In other arts issuance, the Poetry Foundation is seeking to enter the tax-exempt market for the first time. It received final approval to sell up to $25 million to cover a portion of the costs of its acquisition and renovation of a new downtown administrative headquarters that will have performance space and also house its archives and collections, which are currently on display at the Newberry Library in Chicago.
The foundation intends to issue fixed-rate bonds this spring, although a floating-rate structure remains an option. It anticipates underlying ratings of A1 from Moody’s and A-plus from Standard & Poor’s. William Blair is the underwriter and Perkins Coie LLP is bond counsel.
The foundation’s mission is to raise poetry to a more visible and influential position in American culture, to discover and recognize the best poetry, and to place it before the largest possible audience.
After receiving a major gift from philanthropist Ruth Lilly, the Poetry Foundation was established in 2003 as a successor to the Modern Poetry Association.

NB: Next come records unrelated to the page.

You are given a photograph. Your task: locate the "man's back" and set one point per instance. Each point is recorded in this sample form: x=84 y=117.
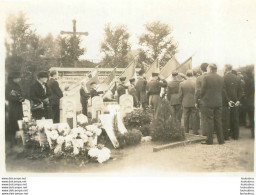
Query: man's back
x=212 y=90
x=187 y=92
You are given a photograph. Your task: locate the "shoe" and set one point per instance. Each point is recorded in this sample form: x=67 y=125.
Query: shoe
x=206 y=143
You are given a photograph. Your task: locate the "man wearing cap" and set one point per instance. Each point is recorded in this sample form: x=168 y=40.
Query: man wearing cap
x=187 y=94
x=141 y=91
x=39 y=95
x=121 y=88
x=211 y=98
x=231 y=103
x=154 y=88
x=93 y=91
x=15 y=97
x=199 y=81
x=173 y=97
x=56 y=95
x=132 y=92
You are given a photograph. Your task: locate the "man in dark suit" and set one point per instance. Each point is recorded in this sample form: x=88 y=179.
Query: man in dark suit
x=56 y=95
x=39 y=95
x=187 y=94
x=141 y=91
x=93 y=91
x=211 y=99
x=174 y=99
x=121 y=88
x=154 y=88
x=199 y=81
x=231 y=102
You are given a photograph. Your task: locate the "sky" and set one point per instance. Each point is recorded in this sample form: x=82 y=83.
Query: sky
x=214 y=31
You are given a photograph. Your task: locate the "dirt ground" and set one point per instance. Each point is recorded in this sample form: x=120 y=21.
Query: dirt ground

The new home is designed to “help formalize the foundation’s national leadership role and also establish a destination venue for symposia and both performance and civic events,” according to IFA documents.
On the health care front, Alexian Brothers received final approval to issue up to $150 million to refund $70 million of bonds from a 2005 issue and to raise $50 million to finance a modernization of its St. Alexius Medical Center in Hoffman Estates, outside of Chicago.
This spring the system intends to issue fixed-rate bonds secured by an interest in all accounts, a mortgage, and debt service reserve. The shift on the refunding piece allows the system to drop a standby letter of credit.
Alexian Brothers is rated A by Fitch Ratings and A3 by Moody’s. Bank of America Merrill Lynch will be underwriter. Kaufman Hall & Associates is financial adviser. Jones Day is bond counsel.
The system — sponsored by the Congregation of Alexian Brothers, Immaculate Conception Province, and a Roman Catholic religious institute — operates three hospitals in Elk Grove and Hoffman Estates along with life-care centers and nursing homes in Missouri, Tennessee, and Wisconsin. The Alexian Brothers launched their ministry in the United States in 1866 when they opened an eight-bed hospital in Chicago that was destroyed in the Great Chicago Fire of 1871.
The 436-bed Palos Community Hospital, which serves Chicago’s south suburbs, received final approval to sell up to $305 million of bonds to finance construction of a new bed tower and other improvements. The hospital expects to issue just $175 million and privately place another $100 million to fund construction.
Palos opened in 1972 with 265 beds but has since grown due to population demands, “with major building additions and modernizations in 1975, 1978, 1992, 1995, 2006, and 2009,” according to IFA documents.
Goldman, Sachs & Co. and Cabrera Capital Markets are underwriters. Jones Day is bond counsel. The hospital is not currently rated but is expected to seek ratings, and the IFA indicated a rating in the high single-A category is expected.
Gov. Quinn also recently designated the IFA as issuer on $40 million of Midwest disaster-relief bonds.